Q3. What are the sources of the tissues studied?
Wendy: In the GTEx project we aim to examine 50-70 different tissues from the same individual. The initial pilot study will include various tissues from ~200 recently deceased, consented donors and some surgical donors for a total of up to 1,000 different RNA transcript profiles. During the pilot project, we have special interest in brain, muscle, liver, skin, and fat tissue but we will evaluate samples from many other biologically informative sites.
We are working with three other institutions charged with collecting the tissue samples, plus a site that will manage collection and sampling of brain and spinal cord tissues. This is of particular interest since we want to access a variety of brain tissues to see if we can find SNPs and RNA transcript variability linked with some neurologic and psychiatric illnesses, for example, schizophrenia or bipolar disorder.
Q4. Has anything like this been done on a smaller scale?
Wendy: There have been a couple of publications where researchers looked at individual tissues and many fewer SNPs, using older technology. GTEx is a scale-up both of technology and sheer size of the project.
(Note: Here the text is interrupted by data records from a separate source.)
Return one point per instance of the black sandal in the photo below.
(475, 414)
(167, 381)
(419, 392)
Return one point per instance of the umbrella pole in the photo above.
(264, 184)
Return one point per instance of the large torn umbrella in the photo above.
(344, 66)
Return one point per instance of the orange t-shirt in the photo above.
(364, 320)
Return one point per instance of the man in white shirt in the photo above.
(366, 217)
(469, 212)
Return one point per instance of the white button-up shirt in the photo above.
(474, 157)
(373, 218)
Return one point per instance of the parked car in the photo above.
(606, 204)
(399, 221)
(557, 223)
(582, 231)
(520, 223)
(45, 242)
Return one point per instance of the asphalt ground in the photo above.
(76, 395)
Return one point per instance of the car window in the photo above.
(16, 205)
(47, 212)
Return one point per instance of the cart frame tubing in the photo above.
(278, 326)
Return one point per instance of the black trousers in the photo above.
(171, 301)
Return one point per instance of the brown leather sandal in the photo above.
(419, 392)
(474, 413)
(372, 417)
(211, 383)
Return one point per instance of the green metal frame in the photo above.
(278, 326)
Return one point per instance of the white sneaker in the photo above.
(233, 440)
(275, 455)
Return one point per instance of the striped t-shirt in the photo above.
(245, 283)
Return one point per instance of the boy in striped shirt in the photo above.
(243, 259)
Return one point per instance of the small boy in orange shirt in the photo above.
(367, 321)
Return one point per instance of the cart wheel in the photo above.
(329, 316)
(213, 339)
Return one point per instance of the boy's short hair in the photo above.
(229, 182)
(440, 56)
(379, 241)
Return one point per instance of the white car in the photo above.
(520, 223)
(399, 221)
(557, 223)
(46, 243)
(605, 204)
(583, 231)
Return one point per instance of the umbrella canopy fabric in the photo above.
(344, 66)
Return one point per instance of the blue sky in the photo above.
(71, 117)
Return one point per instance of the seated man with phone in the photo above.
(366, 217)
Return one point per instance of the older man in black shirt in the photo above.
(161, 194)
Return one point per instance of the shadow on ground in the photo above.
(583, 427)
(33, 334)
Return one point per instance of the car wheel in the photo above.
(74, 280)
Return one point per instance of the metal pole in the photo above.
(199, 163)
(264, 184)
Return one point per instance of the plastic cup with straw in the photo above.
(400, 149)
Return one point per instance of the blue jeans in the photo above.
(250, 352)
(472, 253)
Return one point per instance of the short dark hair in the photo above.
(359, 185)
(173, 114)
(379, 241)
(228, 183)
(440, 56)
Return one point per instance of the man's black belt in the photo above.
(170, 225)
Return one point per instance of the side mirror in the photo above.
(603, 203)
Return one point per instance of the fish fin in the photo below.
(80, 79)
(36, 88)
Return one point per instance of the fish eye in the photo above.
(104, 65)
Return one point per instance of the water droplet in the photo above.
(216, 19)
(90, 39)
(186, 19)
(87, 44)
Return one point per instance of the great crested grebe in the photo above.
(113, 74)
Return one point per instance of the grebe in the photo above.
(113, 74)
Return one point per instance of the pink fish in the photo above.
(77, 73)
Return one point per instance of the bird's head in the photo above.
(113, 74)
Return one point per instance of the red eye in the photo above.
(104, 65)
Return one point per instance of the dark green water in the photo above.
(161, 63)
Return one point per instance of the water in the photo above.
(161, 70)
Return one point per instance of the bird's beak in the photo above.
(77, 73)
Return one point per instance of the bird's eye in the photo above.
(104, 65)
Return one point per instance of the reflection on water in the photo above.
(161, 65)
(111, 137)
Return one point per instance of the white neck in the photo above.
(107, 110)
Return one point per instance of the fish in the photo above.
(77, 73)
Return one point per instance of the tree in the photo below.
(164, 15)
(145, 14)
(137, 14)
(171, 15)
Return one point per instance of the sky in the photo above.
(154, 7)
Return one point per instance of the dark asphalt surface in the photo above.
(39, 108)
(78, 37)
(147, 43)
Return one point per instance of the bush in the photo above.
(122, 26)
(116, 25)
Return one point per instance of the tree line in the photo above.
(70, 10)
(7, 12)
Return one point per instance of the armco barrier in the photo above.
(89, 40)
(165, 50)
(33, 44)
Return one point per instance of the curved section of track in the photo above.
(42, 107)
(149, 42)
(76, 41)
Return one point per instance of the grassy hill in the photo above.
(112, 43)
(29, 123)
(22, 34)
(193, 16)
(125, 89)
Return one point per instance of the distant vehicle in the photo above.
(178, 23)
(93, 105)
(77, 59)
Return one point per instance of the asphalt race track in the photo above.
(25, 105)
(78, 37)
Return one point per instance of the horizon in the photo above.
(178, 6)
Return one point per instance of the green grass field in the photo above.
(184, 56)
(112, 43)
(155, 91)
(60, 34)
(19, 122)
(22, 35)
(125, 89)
Anecdotally, researchers have found examples in liver, brain regions, and adipose tissue in which individual DNA variants are correlated with the expression of a particular gene only in that tissue But no one has yet tested most of the tissues we are interested in with the number of SNPs we will be assessing or the rich, comprehensive RNA transcript profiling possible with today’s sequencing technology.
Q5. What is the long-term value of GTEx?
Wendy: GTEx is the largest human transcript sequencing project undertaken to date. It is intended to be a reference data set that researchers can use to test any number of theories. If the pilot study is successful and we are able to find a reasonable number of these DNA regions that influence the level of transcription, then in about three years it may be possible to do a major scale-up of up to 1,000 patients and 50,000 different transcript profiles.
One of the major determinants as to whether the project will be successful is if researchers will be able to get high-quality RNA from these different tissues, a particularly difficult proposition since RNA begins to degrade immediately after death. The Broad’s Kristin Ardlie, co-principal investigator of the GTEx project and director of the Broad’s Biological Samples Platform, and her team are currently putting a lot of effort into developing the best protocols for extracting RNA from the various tissue types. But certain tissue will prove challenging. For example, fatty tissue does not contain much RNA. Bone tissue is very hard to grind down to get RNA. Others, like liver, change dramatically immediately after death. In that case, enzymes are immediately released after death leading to massive degradation of the RNA making it difficult to get good quality samples.
GTEx is likely to benefit other types of projects, some of which we have not even anticipated yet. The data will be publicly accessible and we welcome input from researchers everywhere about potential uses for this data. We have already received great feedback from a couple of researchers but would love to expand the interaction through an analysis community beyond our GTEx team meeting.
The 2.5-year pilot study officially launched in July 2010. The first samples should start to arrive in early 2011, followed by a scale-up after that. Check back this time next year when we anticipate we’ll have some exciting data to present.